An order in conformity with this opinion shall issue.

NOTES

[1] The court notes that the SIAA provides that actions thereunder "shall proceed and shall be heard and determined according to the principles of law and to the rules of practice obtaining in like cases between private parties." 46 U.S.C. § 743. The court also notes that under both general maritime law and the Jones Act, a private time charterer will not be held liable for the shipowner's negligence or failure to provide a seaworthy vessel because operational control has not shifted to the time charterer from the owner. M.J. Norris, The Law of Maritime Personal Injuries 3rd, § 130 (1987). The courts have previously used a similar test in many cases involving liability under the SIAA but not considering time charters. See Cosmopolitan Shipping Co. v. McAllister, 337 U.S. 783, 69 S. Ct. 1317, 93 L. Ed. 1692 (1949) (determining that general agent who has no duties in actual management or navigation of U.S. owned vessel not liable for crew injured through crew negligence under SIAA and Jones Act); Weade v. Dichmann, Wright & Pugh, Inc., 337 U.S. 801, 69 S. Ct. 1326, 93 L. Ed. 1704 (1949) (sameinjured passenger); Fink v. Shepard S.S. Co., 337 U.S. 810, 69 S. Ct. 1330, 93 L. Ed. 1709 (1949) (same, wages, maintenance and cure); Trautman v. Buck Steber, Inc., 693 F.2d 440 (5th Cir.1982) (U.S. not liable for injury to diver from negligence of subcontractor where U.S. exercised no operational control over subcontractor). The conclusion that a United States agency as a time charterer cannot be liable would seem to be compelled by these arguments.

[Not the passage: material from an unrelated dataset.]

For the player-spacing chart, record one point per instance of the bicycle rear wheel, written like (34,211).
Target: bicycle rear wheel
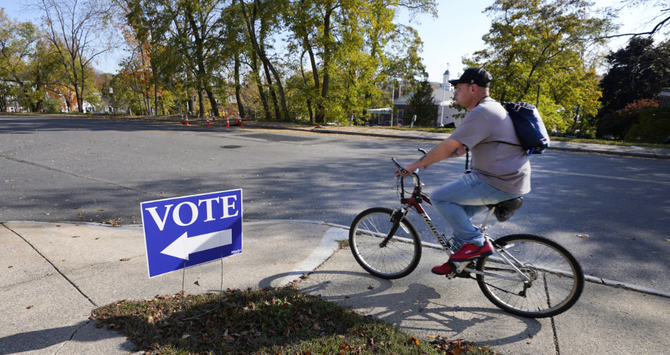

However, as noted in the body of this opinion, the Supreme Court has concluded in contexts other than personal injury that the United States is liable under the SIAA when the vessel is merely time chartered. See Calmar S.S. Corp. v. United States, 345 U.S. 446, 73 S. Ct. 733, 97 L. Ed. 1140 (1953); Matson Navigation Co. v. United States, 284 U.S. 352, 52 S. Ct. 162, 76 L. Ed. 336 (1932). This position also appears well grounded in the language of the SIAA itself. 46 U.S.C. § 741 exempts from seizure any "vessel owned by the United States ... in the possession of the United States ... or operated by or for the United States." The first phrase clearly applies to vessels actually owned by the United States. The second phrase covers vessels within the legal possession of the United States, such as bareboat charters and requisitioned vessels. If the third phrase is not to be a nullity, it must apply to situations where the vessel is used exclusively for the purposes of the United States but the United States neither owns or possesses the vessel. This can only mean time and voyage charters.

This is the only reasonable reading in light of the history of the act. The purpose of the act was to permit suit against the United States for actions of vessels in its service while freeing such vessels from threat of arrest under an action in rem. The purpose would not be served by limiting the application of the act to vessels owned or possessed by the United States. The government had equal interest in preventing the seizure of vessels operated exclusively for it. Ironically, were the M/V TERRI the only vessel available for its purpose and had the vessel been seized in an action in rem, the United States conceivably would be before this court arguing for the application of the SIAA to time charters.

[2] Sevin states that the seaman's rights under the Jones Act and SIAA are limited to those available in admiralty. Sevin, 88 F.2d at 989. This implies that the right to jury trial afforded to seamen by the Jones Act is not available when the action is brought through the SIAA.

[3] The United States may assert this claim in a separate action for indemnification or, alternatively, in a cross-claim within the cause sub judice.